The individual coursework will be due around week 8.. The exam takes place at the end of the semester during the exam period.
Formative assessment and feedback
EVS handsets may be used extensively in the lectures, with each lecture consisting of a number of slides explaining the theory followed by a number of slides gauging the students’ understanding. The answers are discussed when necessary, eg if a high proportion (more than 25%) of the students get the answer wrong. Individual formative feedback will also be given during the lab sessions and as part of the summative assessment.
Module aims
- This module aims to deepen the students' understanding of mathematical functions and their applications, and demonstrate how these are relevant to the discipline. Octave will be used practically to illustrate how functions can be differentiated and integrated.

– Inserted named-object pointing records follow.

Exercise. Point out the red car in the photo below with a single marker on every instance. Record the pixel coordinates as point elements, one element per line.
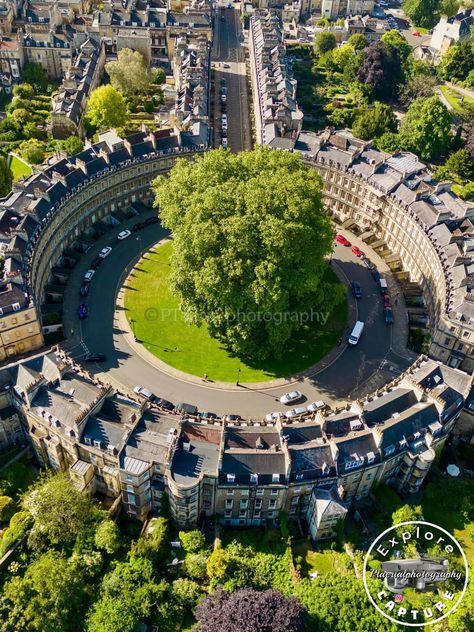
<point>342,240</point>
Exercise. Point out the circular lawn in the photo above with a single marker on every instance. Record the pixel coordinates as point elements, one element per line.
<point>156,320</point>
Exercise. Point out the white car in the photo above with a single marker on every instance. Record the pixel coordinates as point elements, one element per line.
<point>105,252</point>
<point>295,412</point>
<point>293,396</point>
<point>144,392</point>
<point>88,276</point>
<point>319,405</point>
<point>273,416</point>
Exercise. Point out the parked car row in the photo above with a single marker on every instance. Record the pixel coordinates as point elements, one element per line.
<point>182,408</point>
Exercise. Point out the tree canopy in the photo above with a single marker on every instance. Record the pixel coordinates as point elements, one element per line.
<point>424,13</point>
<point>236,220</point>
<point>130,74</point>
<point>324,41</point>
<point>107,108</point>
<point>6,177</point>
<point>250,611</point>
<point>426,128</point>
<point>374,122</point>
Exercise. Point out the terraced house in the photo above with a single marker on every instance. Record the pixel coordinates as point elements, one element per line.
<point>247,472</point>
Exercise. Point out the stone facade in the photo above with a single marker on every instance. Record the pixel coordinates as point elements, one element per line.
<point>313,468</point>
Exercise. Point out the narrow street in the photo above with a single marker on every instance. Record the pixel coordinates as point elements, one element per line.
<point>228,57</point>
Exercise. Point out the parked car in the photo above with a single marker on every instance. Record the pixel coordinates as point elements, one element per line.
<point>376,275</point>
<point>187,409</point>
<point>342,240</point>
<point>231,418</point>
<point>105,252</point>
<point>295,412</point>
<point>152,220</point>
<point>356,289</point>
<point>95,357</point>
<point>88,276</point>
<point>388,315</point>
<point>164,403</point>
<point>145,393</point>
<point>97,262</point>
<point>292,396</point>
<point>273,417</point>
<point>207,415</point>
<point>319,405</point>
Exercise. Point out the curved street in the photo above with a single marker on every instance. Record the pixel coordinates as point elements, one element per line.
<point>350,372</point>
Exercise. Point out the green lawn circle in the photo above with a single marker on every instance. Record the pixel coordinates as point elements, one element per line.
<point>154,315</point>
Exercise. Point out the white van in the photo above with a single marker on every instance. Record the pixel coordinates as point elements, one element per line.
<point>356,333</point>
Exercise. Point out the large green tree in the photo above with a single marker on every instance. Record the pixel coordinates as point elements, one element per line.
<point>6,177</point>
<point>374,122</point>
<point>250,240</point>
<point>426,128</point>
<point>130,74</point>
<point>59,510</point>
<point>324,42</point>
<point>48,596</point>
<point>107,108</point>
<point>424,13</point>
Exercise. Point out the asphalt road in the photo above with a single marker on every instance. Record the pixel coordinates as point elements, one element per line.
<point>228,49</point>
<point>357,370</point>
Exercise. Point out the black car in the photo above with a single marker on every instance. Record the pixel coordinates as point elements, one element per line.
<point>164,403</point>
<point>231,418</point>
<point>356,289</point>
<point>152,220</point>
<point>95,357</point>
<point>96,263</point>
<point>188,409</point>
<point>375,275</point>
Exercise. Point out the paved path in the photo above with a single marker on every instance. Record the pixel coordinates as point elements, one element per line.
<point>345,374</point>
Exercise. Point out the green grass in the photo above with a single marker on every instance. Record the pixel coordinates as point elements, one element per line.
<point>322,561</point>
<point>192,350</point>
<point>19,168</point>
<point>455,99</point>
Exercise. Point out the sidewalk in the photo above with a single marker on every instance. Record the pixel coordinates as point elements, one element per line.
<point>139,349</point>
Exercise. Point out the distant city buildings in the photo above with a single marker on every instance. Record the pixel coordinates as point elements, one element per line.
<point>314,468</point>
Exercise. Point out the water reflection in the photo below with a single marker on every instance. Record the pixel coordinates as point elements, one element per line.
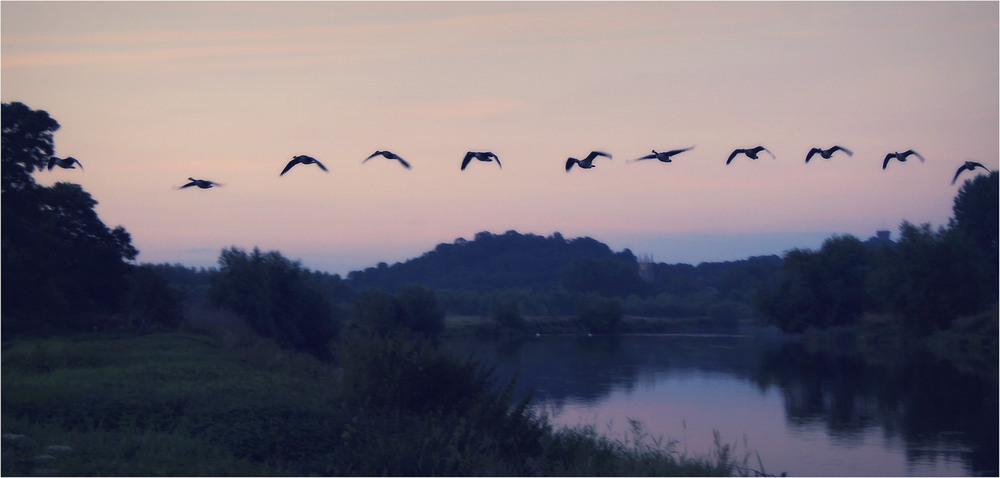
<point>923,412</point>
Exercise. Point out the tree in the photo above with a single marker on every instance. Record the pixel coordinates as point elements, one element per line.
<point>27,144</point>
<point>608,277</point>
<point>820,289</point>
<point>414,308</point>
<point>278,299</point>
<point>601,316</point>
<point>59,261</point>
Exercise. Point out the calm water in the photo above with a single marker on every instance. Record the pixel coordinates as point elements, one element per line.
<point>806,414</point>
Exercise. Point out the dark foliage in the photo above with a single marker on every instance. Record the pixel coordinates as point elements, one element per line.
<point>488,262</point>
<point>821,289</point>
<point>922,283</point>
<point>601,316</point>
<point>606,277</point>
<point>552,276</point>
<point>277,298</point>
<point>508,315</point>
<point>150,300</point>
<point>414,309</point>
<point>59,261</point>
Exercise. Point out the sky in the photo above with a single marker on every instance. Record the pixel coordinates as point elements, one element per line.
<point>149,94</point>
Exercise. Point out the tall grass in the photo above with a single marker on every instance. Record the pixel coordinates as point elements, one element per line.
<point>188,404</point>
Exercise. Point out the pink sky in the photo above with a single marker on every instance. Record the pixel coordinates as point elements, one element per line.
<point>150,93</point>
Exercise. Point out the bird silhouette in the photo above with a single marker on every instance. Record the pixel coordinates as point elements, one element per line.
<point>969,165</point>
<point>663,157</point>
<point>901,157</point>
<point>585,163</point>
<point>65,163</point>
<point>388,155</point>
<point>751,153</point>
<point>201,183</point>
<point>827,153</point>
<point>482,156</point>
<point>302,159</point>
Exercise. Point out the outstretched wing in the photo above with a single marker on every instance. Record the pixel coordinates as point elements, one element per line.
<point>909,152</point>
<point>888,157</point>
<point>976,164</point>
<point>288,166</point>
<point>733,155</point>
<point>841,148</point>
<point>570,162</point>
<point>595,154</point>
<point>957,173</point>
<point>401,161</point>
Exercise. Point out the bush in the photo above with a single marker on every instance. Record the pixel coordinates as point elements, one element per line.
<point>150,301</point>
<point>277,298</point>
<point>508,315</point>
<point>601,316</point>
<point>414,308</point>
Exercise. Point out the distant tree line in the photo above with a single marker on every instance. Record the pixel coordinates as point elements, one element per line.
<point>921,283</point>
<point>62,267</point>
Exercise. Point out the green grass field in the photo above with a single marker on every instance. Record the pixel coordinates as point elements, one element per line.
<point>190,404</point>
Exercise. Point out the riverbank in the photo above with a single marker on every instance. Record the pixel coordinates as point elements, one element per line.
<point>970,344</point>
<point>484,326</point>
<point>182,404</point>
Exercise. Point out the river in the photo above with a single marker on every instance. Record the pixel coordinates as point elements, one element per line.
<point>804,413</point>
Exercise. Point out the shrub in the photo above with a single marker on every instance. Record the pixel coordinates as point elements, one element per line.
<point>149,300</point>
<point>508,315</point>
<point>276,297</point>
<point>601,316</point>
<point>414,308</point>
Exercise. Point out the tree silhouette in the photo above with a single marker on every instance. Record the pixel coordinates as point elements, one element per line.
<point>27,144</point>
<point>277,297</point>
<point>59,261</point>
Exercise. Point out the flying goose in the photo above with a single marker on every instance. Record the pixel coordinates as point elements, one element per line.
<point>388,155</point>
<point>971,166</point>
<point>302,159</point>
<point>482,156</point>
<point>585,163</point>
<point>65,163</point>
<point>901,157</point>
<point>751,153</point>
<point>663,157</point>
<point>201,183</point>
<point>827,153</point>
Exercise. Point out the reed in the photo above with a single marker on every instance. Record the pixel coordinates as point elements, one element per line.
<point>188,404</point>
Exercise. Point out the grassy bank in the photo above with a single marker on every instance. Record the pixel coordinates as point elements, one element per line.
<point>970,343</point>
<point>483,326</point>
<point>190,404</point>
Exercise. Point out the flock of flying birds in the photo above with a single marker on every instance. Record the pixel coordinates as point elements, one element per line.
<point>585,163</point>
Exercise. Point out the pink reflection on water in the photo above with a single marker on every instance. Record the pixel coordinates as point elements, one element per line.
<point>686,408</point>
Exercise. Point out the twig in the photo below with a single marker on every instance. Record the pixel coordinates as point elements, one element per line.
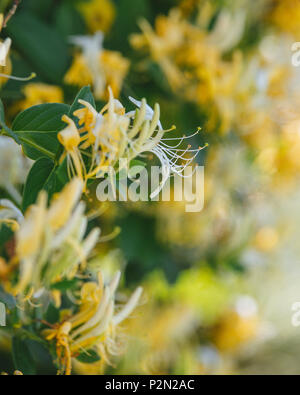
<point>11,12</point>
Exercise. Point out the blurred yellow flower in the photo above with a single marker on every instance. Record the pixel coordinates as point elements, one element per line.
<point>38,93</point>
<point>96,66</point>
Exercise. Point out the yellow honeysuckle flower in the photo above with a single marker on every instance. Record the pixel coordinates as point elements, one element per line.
<point>79,73</point>
<point>96,66</point>
<point>94,326</point>
<point>114,134</point>
<point>70,139</point>
<point>98,14</point>
<point>4,50</point>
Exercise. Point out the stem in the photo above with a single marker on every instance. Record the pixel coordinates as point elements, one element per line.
<point>11,12</point>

The module also aims to show how sets of linear equations can be solved by simple matrix manipulations. Finally, students will gain insights into how statistics can be used to summarise and interpret data.
Learning outcomes
| Attributes Developed | ||
|---|---|---|
| 1 | Differentiate and integrate some elementary functions, including polynomials, exponential and trigonometric functions; | KCT |
| 2 | Apply differentiation, e.g. to solve optimisation problems | KCT |
| 3 | Apply integration, e.g. to find the mean value of function and the area between curves | KCT |
| 4 | Solve linear equations using matrix manipulations | KCT |
| 5 | Understand and apply simple statistical methods; | KCT |
| 6 | Translate real-world problems into mathematical expressions to be solved | CPT |
Attributes Developed
C - Cognitive/analytical
K - Subject knowledge
T - Transferable skills
P - Professional/Practical skills
Overall student workload
Lecture Hours: 33
Laboratory Hours: 11
Methods of Teaching / Learning
The learning and teaching strategy is designed to:
- Help students be confident in manipulating mathematical functions
- Provide opportunities to explore mathematical concepts, like differentiation, using Octave
- Practise solving real-world problems by translating them into mathematical expressions
- Enable students to interpret data using simple statistical techniques
The learning and teaching methods include:
- Lectures (11 weeks at 2h) using EVS handsets to gauge the students’ understanding
- Laboratory session (10 weeks at 2h)
Indicated Lecture Hours (which may also include seminars, tutorials, workshops and other contact time) are approximate and may include in-class tests where one or more of these are an assessment on the module. In-class tests are scheduled/organised separately to taught content and will be published on to student personal timetables, where they apply to taken modules, as soon as they are finalised by central administration. This will usually be after the initial publication of the teaching timetable for the relevant semester.
Reading list
https://readinglists.surrey.ac.uk
Upon accessing the reading list, please search for the module using the module code: COM1033
Programmes this module appears in
| Programme | Semester | Classification | Qualifying conditions |
|---|---|---|---|
| Computer Science BSc (Hons) | 2 | Compulsory | A weighted aggregate mark of 40% is required to pass the module |
| Computing and Information Technology BSc (Hons) | 2 | Compulsory | A weighted aggregate mark of 40% is required to pass the module |
Please note that the information detailed within this record is accurate at the time of publishing and may be subject to change. This record contains information for the most up to date version of the programme / module for the 2021/2 academic year.